The Biophysical Characterization of the Higher-order Structures of the C9orf72 repeat

Amyotrophic lateral sclerosis (ALS) and frontotemporal dementia (FTD) are diseases that form a spectrum of neurodegenerative disorders. Back in 2011, it was shown that expansion of (GGGGCC)n•(GGCCCC)n in the C9orf72 gene is the main cause of ALS/FTD. Being G-rich on one strand, and C-rich on the other strand, the C9orf72 repeats would appear to have a large propensity to form secondary structures. It has been shown that different repeats of the G-rich DNA and RNA, can form G-quadruplexes- also known as four-stranded DNA or RNA- in-vitro. To date, the exact mechanism leading to pathogenesis is still not known.

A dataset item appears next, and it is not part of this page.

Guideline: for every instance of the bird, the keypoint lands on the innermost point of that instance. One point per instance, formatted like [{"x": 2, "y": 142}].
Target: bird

However, the two major theories regarding pathogenesis are loss-of-function or gain-of-function mechanisms. Supporting the gain-of-function mechanism for pathogenesis, multiple proteins have been shown to bind the C9orf72 repeat. Interestingly, some of these proteins were shown to have structure-specific binding to the higher-order structures mentioned above. Structure-specific protein binding has previously been reported for other repeat expansion diseases as well. Our studies have focused on the biophysical characterization of the structure of the G-rich and C-rich strands of the C9orf72 repeat and their binding with biologically relevant proteins and small molecules by using CD spectroscopy, UV spectroscopy and gel electrophoresis. Non-canonical structures may be important intermediates in mutagenesis; therefore, it is important to assess the relative stability of these structures and their binding to biologically relevant molecules.